Daines is chairing the National Republican Senatorial Committee, the main campaign arm for Senate Republicans, and he’s put an emphasis on supporting candidates they believe will be the strongest in the general election.
““It’s unfortunate that rather than building seniority for our great state in the House, Matt is choosing to abandon his seat and create a divisive primary,” Daines said in a statement released by NRSC Friday. “Tim Sheehy has my full support because he is the best candidate to take on Jon Tester. Whichever party wins the Montana Senate seat will control the United States Senate in 2024, and Republicans cannot risk nominating a candidate who gave Jon Tester the biggest victory of his career.”
Rosendale said Friday he believes GOP leaders getting so heavily involved in supporting Sheehy this early in the process is offensive to voters. He said he’ll stand on his conservative record in Congress, and he expects that will appeal to primary voters.
“I’m anticipating that Mitch McConnell and the Senate committee is going to, probably in about ten minutes begin their attacks on Matt Rosendale, and I’m fully prepared for that,” he said.
The Montana Democratic Party released its own statement, continuing its contention that a heated GOP primary between Rosendale and Sheehy would be good news for Tester.
“Buckle up for the battle of the out-of-staters, because Mitch McConnell and the NRSC’s greatest nightmare in Montana came true,” said Hannah Rehm, the party’s senior communications advisor. “Over the coming months, Montanans are going to see how out of touch Maryland Matt and Transplant Tim are with our state.”
Even before Rosendale’s announcement, at least eight Republicans had expressed interest in running for his U.S. House seat, representing Montana’s eastern congressional district. Now that the position is confirmed to be open, we could see those and even more jumping into that race.
Editor's note: This article has been updated. The original post is below.
U.S. Rep. Matt Rosendale officially entered the race for the U.S. Senate on Friday, filing paperwork with the Montana Secretary of State. The announcement sets up a Republican primary showdown to see who can secure the party’s nomination to challenge Democrat U.S. Sen. Jon Tester.
Rosendale has long been suspected of having plans to enter the Senate race. A half dozen Republican candidates had filed to run for the congressman’s current seat before his announcement to enter the Senate race.
The path to the GOP nomination will not be easy for the two-term U.S. Representative and former Montana State Auditor.
Among the Republican candidates challenging Tester is Gallatin County businessman and Navy veteran Tim Sheehy. Sheehy has the backing of the National Republican Senatorial Committee headed by Montana U.S. Sen. Steve Daines. His campaign has raised a total of $5.3 million since launching, and he has had a significant presence over the air for months with political ads.
Former Montana Secretary of State and Public Service Commissioner Brad Johnson is also running for the Republican nomination for Senate. Johnson, who told MTN when he announced his campaign that he expected to be significantly outspent in the GOP primary, brought in just over $22,000 during the last quarter.

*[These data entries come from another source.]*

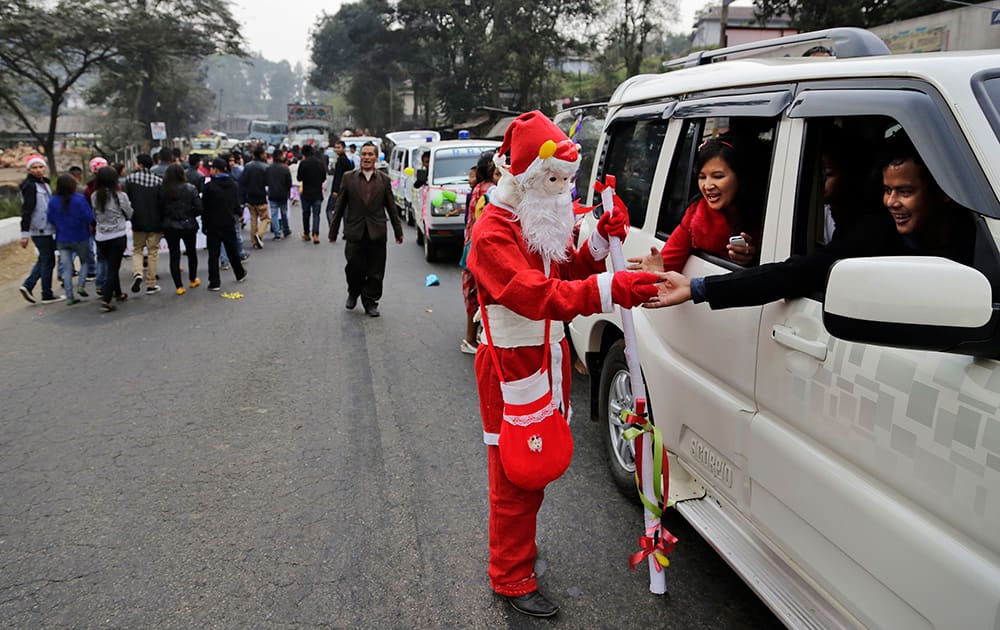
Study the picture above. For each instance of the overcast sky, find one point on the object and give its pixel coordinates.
(280, 30)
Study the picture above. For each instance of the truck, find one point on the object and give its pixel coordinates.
(309, 123)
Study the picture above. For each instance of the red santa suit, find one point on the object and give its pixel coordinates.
(530, 280)
(519, 291)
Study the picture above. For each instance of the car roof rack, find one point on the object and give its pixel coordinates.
(847, 42)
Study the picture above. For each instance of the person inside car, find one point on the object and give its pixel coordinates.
(722, 220)
(921, 220)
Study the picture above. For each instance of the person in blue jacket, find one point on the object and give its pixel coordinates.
(73, 219)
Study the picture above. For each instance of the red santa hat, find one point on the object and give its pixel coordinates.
(534, 141)
(97, 163)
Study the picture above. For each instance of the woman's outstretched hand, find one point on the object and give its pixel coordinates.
(653, 262)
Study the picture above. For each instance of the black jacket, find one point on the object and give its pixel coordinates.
(180, 213)
(143, 190)
(221, 205)
(800, 276)
(195, 178)
(279, 182)
(341, 166)
(252, 182)
(312, 174)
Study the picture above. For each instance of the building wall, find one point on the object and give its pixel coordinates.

Rosendale previously squared off against Tester, a two-term incumbent at the time, in 2018 for the U.S. Senate seat. After the primary, Rosendale was endorsed by then-President Donald Trump and Vice President Mike Pence. Trump visited Montana four times to campaign for Rosendale and Pence visited three times.
Tester won 50.3% of the vote in the 2018 general election and Rosendale received 46.8% of the vote.
Daines-backed Sheehy is seen by the NRSC as the better chance of unseating the now three-term incumbent Tester, as Sheehy can help personally fund his campaign and has no voting record to scrutinize.
On Friday, former President Trump officially endorsed Sheehy for the race. Trump noted he had respect for Rosendale and will endorse him in the future, but believes Sheehy is in the best position to take on Tester in the general election.
Editor's note: This story has been updated with former President Trump's endorsement of Tim Sheehy.